When I remarked to my girlfriend “ooh look, Tommy Emmanuel is playing Glasgow Royal Concert Hall on Monday January 23” she was all like “I can take a hint, let’s grab some tickets and head along”. And so it came to pass I spent just over 100 minutes in the company of one of the best musicians I’ve ever had the pleasure of seeing live.
As the show kicks off with songs Half Way Home and Angelina the first thing one notices about Tommy is he’s much taller than expected; after greeting the crowd with a cordial -if not original- “good evening Glasgow!” he cuts a confident and dominating presence as songs Blood Brothers and Merle Travis Medley rumble by with percussive smacks and technical brilliance.
On that note for a second. I’ve heard Mr Emmanuel gets annoyed when asked why he is so technically accomplished. “Get to work!” he might be heard to brusquely say. Let’s hammer home the obvious: a craft like this is forged from the age of four over countless thousands of hours practice; a lifetime of sacrifice.
Despite the virtuoso flourishes there are moments of reflection. Self-penned song Lewis & Clark, a cover of Johnny Cash’s Hurt and a Martin Taylor collaboration, Secret Love, provide calmer moments. An ephemeral cover of Harold Arlen’s Somewhere Over The Rainbow reinforce, that despite all the posturing and flair, a real heart beats behind these delightful arrangements.

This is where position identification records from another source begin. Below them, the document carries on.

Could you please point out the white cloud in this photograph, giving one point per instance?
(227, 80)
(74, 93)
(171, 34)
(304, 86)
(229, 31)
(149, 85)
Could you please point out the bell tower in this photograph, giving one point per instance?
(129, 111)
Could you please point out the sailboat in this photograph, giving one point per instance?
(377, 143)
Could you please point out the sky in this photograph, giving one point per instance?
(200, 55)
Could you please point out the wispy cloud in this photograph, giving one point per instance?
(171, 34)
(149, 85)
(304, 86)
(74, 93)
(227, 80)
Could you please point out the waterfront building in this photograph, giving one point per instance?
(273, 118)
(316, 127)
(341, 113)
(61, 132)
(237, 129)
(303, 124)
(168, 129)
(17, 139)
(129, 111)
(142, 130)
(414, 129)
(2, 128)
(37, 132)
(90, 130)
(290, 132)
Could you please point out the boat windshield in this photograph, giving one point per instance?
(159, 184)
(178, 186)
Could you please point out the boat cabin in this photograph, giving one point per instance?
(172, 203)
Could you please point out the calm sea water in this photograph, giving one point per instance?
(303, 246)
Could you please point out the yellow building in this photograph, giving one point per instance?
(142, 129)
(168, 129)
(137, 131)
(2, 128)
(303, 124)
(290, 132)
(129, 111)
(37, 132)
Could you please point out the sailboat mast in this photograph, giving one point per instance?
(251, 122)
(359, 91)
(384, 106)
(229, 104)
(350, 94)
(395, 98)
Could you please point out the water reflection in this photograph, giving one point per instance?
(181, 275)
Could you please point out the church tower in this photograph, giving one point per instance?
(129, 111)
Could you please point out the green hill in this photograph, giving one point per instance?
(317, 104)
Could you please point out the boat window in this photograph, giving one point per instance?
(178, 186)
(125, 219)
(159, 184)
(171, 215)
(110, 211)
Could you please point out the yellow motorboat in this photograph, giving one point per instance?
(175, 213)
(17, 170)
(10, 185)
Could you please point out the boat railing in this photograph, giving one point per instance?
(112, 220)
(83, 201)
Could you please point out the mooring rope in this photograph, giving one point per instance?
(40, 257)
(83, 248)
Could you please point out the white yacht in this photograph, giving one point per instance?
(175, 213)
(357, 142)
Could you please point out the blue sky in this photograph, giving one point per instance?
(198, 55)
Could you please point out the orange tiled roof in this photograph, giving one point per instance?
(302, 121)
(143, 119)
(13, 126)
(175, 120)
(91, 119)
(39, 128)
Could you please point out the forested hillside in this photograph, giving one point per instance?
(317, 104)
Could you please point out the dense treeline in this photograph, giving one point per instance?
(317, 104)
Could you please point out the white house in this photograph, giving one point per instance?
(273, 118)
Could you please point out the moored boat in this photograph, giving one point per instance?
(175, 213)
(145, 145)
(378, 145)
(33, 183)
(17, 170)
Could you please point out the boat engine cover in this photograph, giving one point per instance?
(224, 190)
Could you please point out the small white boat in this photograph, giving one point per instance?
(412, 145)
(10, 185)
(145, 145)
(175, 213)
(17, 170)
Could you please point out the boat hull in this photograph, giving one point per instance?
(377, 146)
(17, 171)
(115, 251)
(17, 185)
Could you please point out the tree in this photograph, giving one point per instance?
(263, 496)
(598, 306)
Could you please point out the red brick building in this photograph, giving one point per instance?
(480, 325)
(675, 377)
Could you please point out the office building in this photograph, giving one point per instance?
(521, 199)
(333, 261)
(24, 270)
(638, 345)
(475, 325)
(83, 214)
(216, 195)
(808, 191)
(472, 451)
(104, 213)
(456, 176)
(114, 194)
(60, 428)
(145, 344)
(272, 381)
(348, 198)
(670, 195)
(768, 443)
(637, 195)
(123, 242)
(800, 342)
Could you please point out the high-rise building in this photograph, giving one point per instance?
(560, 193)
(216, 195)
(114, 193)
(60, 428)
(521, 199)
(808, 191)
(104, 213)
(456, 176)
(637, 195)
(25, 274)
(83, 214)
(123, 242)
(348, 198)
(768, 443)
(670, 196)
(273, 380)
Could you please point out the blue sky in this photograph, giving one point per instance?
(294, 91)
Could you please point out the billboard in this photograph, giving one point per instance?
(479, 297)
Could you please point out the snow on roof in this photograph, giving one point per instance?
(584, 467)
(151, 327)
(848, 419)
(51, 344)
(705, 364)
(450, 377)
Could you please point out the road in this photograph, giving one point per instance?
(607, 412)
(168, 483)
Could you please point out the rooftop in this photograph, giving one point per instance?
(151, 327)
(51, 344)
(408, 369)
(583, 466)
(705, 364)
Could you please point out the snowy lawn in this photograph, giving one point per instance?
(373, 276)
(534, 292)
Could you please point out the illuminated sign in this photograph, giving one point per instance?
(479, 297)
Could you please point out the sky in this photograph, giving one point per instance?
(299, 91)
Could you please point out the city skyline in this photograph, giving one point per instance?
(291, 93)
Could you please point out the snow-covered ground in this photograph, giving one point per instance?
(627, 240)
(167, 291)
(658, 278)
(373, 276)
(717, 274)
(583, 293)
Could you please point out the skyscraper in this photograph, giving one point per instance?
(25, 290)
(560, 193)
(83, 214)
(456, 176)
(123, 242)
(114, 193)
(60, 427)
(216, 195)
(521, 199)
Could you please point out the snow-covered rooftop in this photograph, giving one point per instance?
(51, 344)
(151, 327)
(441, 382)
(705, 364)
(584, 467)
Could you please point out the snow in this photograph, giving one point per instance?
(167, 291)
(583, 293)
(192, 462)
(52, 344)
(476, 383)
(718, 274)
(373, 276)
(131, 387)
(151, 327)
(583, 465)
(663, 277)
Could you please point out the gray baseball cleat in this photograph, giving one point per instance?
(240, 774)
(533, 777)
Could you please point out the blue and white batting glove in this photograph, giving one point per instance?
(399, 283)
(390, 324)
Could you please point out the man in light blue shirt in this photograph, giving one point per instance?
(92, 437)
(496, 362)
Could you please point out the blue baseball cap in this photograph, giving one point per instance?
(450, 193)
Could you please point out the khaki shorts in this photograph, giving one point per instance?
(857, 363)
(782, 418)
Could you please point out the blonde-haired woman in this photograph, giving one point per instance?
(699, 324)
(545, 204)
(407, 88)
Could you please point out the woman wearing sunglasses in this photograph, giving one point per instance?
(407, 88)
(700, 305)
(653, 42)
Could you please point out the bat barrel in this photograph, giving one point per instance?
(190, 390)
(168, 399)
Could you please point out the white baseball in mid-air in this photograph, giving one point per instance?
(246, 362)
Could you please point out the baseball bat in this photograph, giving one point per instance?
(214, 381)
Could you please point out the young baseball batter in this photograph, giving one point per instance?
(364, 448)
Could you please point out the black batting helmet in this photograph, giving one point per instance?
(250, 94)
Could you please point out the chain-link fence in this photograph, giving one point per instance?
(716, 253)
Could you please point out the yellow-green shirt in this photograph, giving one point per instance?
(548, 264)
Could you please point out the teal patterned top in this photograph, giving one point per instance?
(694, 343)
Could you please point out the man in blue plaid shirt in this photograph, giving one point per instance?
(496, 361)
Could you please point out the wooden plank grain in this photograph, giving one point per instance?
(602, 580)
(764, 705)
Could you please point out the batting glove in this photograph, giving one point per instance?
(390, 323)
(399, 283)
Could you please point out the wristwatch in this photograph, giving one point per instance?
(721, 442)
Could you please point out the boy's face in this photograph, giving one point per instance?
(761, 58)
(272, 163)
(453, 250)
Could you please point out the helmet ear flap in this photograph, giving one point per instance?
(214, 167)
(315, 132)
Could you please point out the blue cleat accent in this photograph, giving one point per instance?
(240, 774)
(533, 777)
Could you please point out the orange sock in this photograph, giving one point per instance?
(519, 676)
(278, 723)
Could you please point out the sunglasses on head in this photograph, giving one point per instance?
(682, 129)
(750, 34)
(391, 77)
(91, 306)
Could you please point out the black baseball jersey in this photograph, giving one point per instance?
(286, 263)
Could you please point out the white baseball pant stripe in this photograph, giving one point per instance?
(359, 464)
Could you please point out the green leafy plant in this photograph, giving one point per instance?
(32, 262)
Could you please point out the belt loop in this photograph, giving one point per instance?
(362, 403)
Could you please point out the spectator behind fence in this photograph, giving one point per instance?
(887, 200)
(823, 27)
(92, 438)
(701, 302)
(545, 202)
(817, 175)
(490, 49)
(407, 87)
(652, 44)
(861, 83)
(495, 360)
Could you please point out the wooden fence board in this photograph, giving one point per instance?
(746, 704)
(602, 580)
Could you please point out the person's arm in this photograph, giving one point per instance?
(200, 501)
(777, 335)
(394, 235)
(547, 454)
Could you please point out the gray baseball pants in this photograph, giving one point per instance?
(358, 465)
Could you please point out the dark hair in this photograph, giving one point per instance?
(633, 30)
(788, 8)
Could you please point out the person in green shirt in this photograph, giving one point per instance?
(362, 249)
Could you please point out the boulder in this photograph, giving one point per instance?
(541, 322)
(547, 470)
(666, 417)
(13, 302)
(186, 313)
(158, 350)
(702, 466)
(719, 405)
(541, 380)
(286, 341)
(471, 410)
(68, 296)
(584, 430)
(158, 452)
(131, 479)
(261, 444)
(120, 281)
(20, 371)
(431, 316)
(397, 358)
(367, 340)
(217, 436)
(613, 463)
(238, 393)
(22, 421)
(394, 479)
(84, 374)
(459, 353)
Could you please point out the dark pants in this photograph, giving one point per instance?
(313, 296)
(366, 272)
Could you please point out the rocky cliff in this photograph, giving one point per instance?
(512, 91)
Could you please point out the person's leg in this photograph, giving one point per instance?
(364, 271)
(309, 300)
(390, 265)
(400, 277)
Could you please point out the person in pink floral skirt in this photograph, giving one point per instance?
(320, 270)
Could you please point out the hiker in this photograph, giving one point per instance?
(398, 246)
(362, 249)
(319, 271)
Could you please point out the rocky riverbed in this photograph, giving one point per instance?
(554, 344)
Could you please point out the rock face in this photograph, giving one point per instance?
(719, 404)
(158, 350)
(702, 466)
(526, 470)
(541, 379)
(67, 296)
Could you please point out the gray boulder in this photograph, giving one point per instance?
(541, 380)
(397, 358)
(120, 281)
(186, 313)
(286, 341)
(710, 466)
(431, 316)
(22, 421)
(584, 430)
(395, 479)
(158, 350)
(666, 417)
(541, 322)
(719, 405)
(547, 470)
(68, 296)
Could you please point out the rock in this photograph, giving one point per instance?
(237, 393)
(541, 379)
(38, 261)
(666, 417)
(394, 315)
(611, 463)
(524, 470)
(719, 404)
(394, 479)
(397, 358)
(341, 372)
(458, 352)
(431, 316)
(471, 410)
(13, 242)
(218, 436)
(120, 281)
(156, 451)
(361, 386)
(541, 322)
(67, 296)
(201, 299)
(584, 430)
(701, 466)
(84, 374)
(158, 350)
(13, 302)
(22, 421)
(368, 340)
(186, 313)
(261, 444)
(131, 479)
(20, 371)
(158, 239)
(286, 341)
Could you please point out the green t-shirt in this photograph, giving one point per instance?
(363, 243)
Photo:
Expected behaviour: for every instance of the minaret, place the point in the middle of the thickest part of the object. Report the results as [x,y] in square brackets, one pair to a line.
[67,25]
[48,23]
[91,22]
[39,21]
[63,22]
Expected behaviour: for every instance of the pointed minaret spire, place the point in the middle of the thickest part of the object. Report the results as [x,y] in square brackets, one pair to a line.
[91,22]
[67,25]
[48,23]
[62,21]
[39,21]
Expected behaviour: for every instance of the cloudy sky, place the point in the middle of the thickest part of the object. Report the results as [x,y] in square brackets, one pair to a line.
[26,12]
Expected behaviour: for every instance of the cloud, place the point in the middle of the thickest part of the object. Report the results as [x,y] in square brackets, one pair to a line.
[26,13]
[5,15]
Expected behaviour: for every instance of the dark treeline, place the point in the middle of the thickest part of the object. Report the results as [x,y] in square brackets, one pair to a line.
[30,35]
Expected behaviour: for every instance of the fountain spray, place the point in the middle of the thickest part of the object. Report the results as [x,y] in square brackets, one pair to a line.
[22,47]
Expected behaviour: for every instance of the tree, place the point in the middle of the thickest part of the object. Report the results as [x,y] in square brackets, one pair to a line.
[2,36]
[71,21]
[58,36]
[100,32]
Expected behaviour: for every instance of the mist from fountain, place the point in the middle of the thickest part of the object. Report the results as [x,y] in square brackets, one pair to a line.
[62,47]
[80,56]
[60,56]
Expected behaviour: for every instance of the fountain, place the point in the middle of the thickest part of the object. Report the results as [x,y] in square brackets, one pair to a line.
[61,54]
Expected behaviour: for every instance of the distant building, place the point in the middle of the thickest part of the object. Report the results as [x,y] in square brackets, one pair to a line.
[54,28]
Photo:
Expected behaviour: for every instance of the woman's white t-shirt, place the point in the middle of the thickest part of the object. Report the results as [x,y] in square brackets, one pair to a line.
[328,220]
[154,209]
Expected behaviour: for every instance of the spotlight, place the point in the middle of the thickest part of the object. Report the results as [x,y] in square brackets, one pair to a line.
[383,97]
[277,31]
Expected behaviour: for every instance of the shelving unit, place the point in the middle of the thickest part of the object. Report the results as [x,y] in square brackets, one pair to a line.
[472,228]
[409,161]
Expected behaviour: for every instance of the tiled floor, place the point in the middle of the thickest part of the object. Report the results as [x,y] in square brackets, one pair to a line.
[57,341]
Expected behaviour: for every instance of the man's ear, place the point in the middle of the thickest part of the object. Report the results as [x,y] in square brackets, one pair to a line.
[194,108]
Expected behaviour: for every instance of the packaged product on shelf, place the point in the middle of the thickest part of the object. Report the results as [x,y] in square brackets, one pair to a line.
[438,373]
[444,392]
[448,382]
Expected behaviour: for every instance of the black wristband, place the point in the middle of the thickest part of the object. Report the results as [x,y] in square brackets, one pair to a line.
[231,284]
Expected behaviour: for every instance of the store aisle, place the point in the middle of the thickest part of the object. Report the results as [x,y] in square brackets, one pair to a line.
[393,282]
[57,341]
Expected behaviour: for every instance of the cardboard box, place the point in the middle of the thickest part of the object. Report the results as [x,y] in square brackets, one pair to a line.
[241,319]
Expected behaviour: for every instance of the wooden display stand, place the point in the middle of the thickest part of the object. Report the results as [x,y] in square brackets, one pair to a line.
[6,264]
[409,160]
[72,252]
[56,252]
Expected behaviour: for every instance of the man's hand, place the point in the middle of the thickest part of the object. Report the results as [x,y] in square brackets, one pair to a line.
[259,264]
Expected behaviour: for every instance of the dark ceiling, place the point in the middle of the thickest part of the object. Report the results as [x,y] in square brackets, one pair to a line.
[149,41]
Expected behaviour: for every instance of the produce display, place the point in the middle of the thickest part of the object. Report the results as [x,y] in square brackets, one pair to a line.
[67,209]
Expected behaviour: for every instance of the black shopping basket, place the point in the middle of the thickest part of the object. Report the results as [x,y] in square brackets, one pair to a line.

It’s not long before Tommy is back in the groove though. “I think it’s boogie-woogie time!” announces the guitarist and serves as reference to Guitar Boogie, a signature jam in Emajor and a staple of his shows. It is a tune played with such metronomic precision that one forgets there is only one person on stage; a song as demanding of rhythm and beat as it is of melody and harmony.
“This is ridiculous” I think, as Tall Fiddler – erm, a tune about a tall fiddler – leaves my girlfriend and I in slack-jawed awe. “He’s really good isn’t he!” says girlfriend. Uh, yeah, I guess.
A standing ovation, an encore, and Tommy finishes with a song in memory of a lost son. An interesting choice for sure. But you know what? One that fits an evening of oscillating extremes and contrasting emotions.
And I’ve been trying to finish this last paragraph for ages but I can’t. I keep wanting to say Emmanuel is both reflective and restless. Yet there’s something else I can’t quite put my finger on. Whatever that something else is, I know I have just witnessed something rather special.